Houghton Library Letterpress Printing Workshops

Each semester, the Houghton Library at Harvard University hosts a series of workshops on letterpress printing. The last one for the spring term happens today from 3 to 5 p.m.


Participants (Harvard affiliates only) experience just how printing got done from the fifteenth century until hot metal typesetting in the nineteenth century rendered movable type commercially obsolete.

  

Each two-hour session, hosted by Houghton's printing and graphic arts curator Hope Mayo, explores the history and technology of letterpress printing followed by opportunities to set type into the iron handpress and produce a memento of the visit.


Harvard University has employed a printing press since 1638, when the Reverend Joseph Glover had his personal machine and locksmith-turned-printmaster Stephen Daye shipped from England. Daye would eventually print The Bay Psalm Bible in 1640, the first piece of printing to appear in North America. Though an estimated 1,700 copies of Daye's work were printed, only 11 survive today.
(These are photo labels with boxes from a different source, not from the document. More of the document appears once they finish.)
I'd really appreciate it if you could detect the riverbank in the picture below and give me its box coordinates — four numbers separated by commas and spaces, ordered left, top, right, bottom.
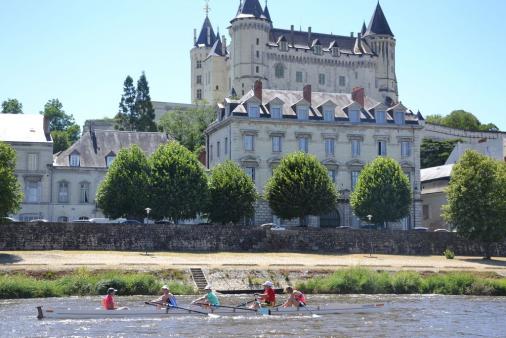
0, 267, 506, 299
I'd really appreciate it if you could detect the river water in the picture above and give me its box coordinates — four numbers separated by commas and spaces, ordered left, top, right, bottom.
0, 295, 506, 337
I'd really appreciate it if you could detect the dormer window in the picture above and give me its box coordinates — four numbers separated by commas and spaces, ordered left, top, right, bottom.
248, 103, 260, 118
297, 106, 309, 120
349, 110, 360, 123
69, 153, 81, 167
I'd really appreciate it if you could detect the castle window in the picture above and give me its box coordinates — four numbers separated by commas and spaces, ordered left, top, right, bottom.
274, 63, 285, 79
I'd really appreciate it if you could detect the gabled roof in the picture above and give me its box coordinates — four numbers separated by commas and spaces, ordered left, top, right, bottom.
365, 1, 394, 36
195, 16, 216, 47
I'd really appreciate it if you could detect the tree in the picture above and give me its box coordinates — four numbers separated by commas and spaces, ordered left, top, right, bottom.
207, 161, 258, 224
149, 141, 208, 222
420, 139, 462, 169
40, 99, 81, 153
135, 72, 157, 131
265, 152, 338, 225
159, 105, 216, 153
443, 150, 506, 259
97, 145, 150, 219
0, 142, 23, 216
2, 99, 23, 114
350, 157, 412, 227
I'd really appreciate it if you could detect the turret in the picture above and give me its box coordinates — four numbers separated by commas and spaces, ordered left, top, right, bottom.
364, 2, 398, 106
229, 0, 272, 96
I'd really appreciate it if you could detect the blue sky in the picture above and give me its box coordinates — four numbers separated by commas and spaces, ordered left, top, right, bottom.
0, 0, 506, 130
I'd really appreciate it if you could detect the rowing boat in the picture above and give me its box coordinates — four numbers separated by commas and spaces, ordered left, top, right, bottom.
37, 303, 385, 319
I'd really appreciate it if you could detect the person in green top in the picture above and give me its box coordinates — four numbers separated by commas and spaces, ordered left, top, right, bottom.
192, 285, 220, 306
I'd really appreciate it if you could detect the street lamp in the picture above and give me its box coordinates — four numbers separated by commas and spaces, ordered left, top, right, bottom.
367, 215, 372, 257
144, 208, 151, 256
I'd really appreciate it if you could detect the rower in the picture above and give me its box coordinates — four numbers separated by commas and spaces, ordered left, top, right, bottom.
192, 284, 220, 306
251, 281, 276, 309
151, 285, 177, 307
283, 286, 306, 307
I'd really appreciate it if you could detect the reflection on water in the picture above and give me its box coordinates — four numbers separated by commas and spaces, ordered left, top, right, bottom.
0, 295, 506, 337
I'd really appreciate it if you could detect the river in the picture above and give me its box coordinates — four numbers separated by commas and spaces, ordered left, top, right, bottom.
0, 295, 506, 337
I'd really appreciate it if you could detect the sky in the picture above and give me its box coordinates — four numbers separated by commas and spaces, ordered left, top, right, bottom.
0, 0, 506, 130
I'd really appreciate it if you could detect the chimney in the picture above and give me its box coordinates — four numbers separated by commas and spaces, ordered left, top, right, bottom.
253, 80, 262, 103
290, 25, 295, 47
302, 85, 311, 103
351, 87, 365, 107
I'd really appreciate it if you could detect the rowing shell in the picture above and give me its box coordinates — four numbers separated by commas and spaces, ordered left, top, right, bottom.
37, 303, 385, 319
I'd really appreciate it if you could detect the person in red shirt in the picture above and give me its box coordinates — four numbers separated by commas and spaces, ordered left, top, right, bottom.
252, 281, 276, 308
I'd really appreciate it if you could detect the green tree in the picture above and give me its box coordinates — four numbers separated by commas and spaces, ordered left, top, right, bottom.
420, 139, 462, 169
40, 99, 81, 153
443, 150, 506, 259
0, 142, 23, 216
159, 105, 216, 153
97, 145, 150, 219
2, 99, 23, 114
149, 141, 208, 222
265, 152, 338, 225
350, 157, 412, 227
207, 161, 258, 224
135, 72, 157, 131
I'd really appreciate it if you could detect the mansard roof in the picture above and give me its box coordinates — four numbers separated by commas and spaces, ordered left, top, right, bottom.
365, 1, 394, 36
195, 16, 217, 47
53, 130, 170, 169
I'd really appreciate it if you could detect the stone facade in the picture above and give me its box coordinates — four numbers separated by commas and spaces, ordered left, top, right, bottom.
190, 0, 398, 104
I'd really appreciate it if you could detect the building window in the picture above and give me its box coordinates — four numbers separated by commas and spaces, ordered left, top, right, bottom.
323, 108, 334, 122
318, 74, 325, 86
351, 140, 360, 157
297, 106, 309, 120
272, 136, 282, 153
378, 140, 387, 156
351, 170, 360, 191
394, 111, 404, 124
28, 154, 39, 171
274, 63, 285, 79
299, 136, 309, 153
243, 135, 255, 151
58, 182, 69, 203
325, 138, 335, 157
79, 182, 90, 203
244, 167, 255, 182
70, 154, 81, 167
271, 106, 281, 119
349, 110, 360, 123
25, 179, 41, 203
248, 103, 260, 118
375, 111, 386, 124
401, 141, 411, 157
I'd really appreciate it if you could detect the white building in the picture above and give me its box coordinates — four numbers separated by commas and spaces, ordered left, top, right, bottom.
190, 0, 398, 106
206, 81, 424, 229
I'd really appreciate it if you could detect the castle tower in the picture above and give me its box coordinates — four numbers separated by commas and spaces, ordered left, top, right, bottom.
229, 0, 272, 96
364, 2, 398, 106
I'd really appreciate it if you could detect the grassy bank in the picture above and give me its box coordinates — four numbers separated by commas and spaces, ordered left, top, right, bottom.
296, 268, 506, 296
0, 269, 195, 299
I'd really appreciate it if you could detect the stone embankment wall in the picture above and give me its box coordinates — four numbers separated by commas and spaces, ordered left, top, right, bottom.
0, 223, 506, 256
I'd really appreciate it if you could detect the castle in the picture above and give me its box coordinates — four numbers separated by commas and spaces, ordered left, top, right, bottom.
190, 0, 398, 107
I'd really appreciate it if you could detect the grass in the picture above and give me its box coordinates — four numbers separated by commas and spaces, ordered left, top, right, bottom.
0, 269, 195, 299
296, 267, 506, 296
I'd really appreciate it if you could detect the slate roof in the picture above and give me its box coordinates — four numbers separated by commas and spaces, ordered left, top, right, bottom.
365, 1, 394, 36
53, 130, 170, 169
0, 114, 53, 143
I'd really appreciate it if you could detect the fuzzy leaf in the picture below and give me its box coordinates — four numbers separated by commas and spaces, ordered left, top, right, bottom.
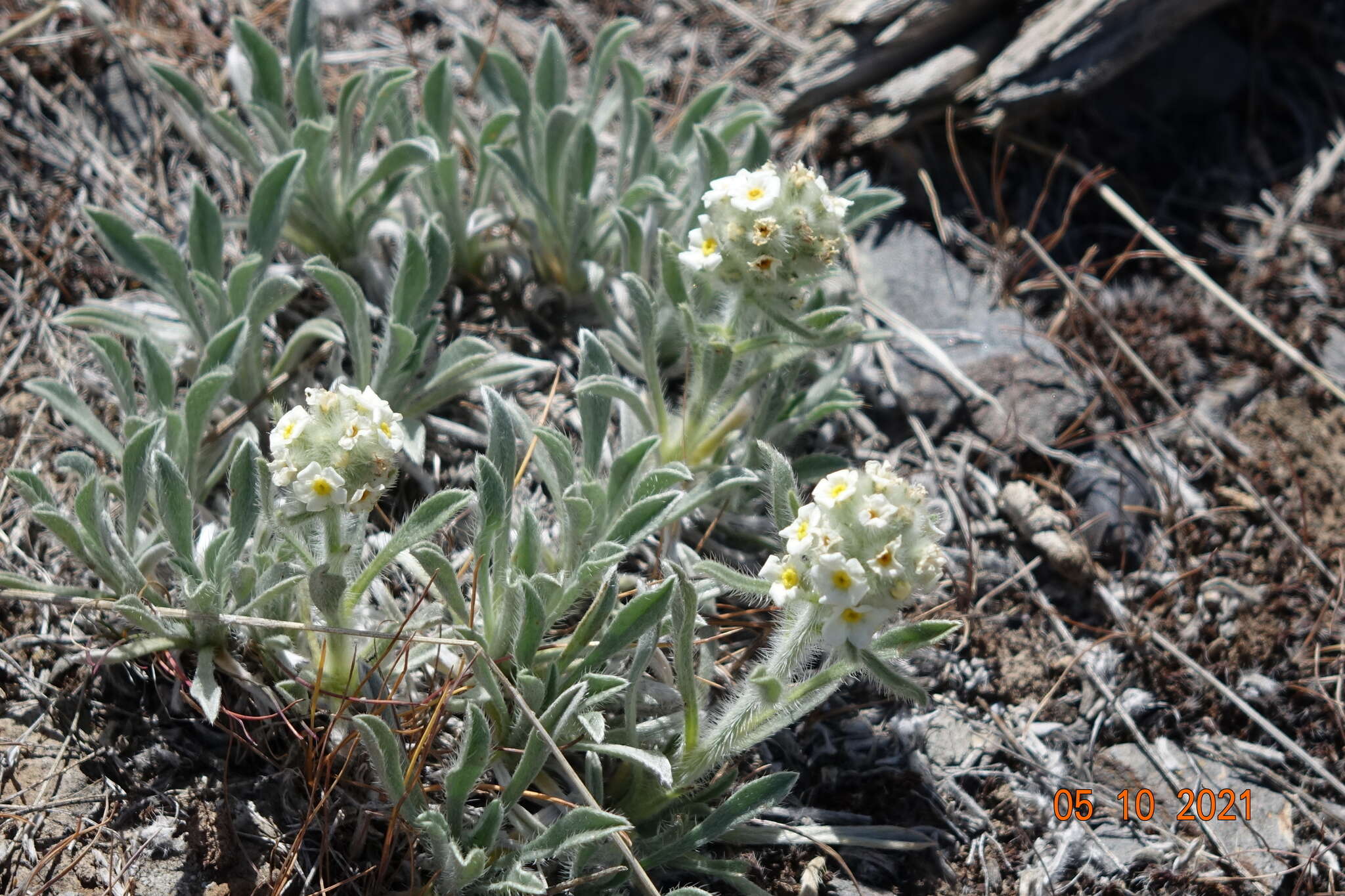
190, 649, 221, 724
248, 149, 304, 259
23, 376, 121, 458
522, 806, 631, 861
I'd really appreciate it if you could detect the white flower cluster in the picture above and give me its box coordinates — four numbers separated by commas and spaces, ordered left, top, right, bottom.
271, 385, 406, 513
678, 163, 851, 284
761, 461, 944, 649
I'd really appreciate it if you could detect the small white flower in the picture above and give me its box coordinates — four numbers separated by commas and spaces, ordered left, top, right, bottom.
701, 169, 748, 207
336, 414, 374, 452
812, 552, 869, 606
761, 556, 803, 607
732, 168, 780, 211
678, 227, 724, 270
271, 407, 312, 457
267, 457, 299, 485
869, 536, 901, 579
858, 494, 897, 529
812, 470, 860, 511
822, 605, 888, 650
295, 461, 345, 513
780, 503, 822, 553
822, 192, 854, 221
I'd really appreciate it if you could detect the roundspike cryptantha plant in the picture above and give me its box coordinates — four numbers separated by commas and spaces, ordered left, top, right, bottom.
674, 459, 958, 792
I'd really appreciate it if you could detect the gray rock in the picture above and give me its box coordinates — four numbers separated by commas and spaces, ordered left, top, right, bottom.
856, 223, 1087, 446
1093, 738, 1295, 889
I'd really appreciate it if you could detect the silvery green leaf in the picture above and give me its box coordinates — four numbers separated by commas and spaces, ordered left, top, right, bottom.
190, 649, 221, 723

The Houghton Printing Room, meanwhile, took shape in 1938 at the direction of Philip Hofer, the founder of Harvard's Printing and Graphic Arts Collection, who set up the handpress, type, and other equipment in the basement of Lamont Library so that students could understand the mechanics behind printing books like The Bay Psalm.


Today's session is full, but the fall semester will bring with it another opportunity to ink up.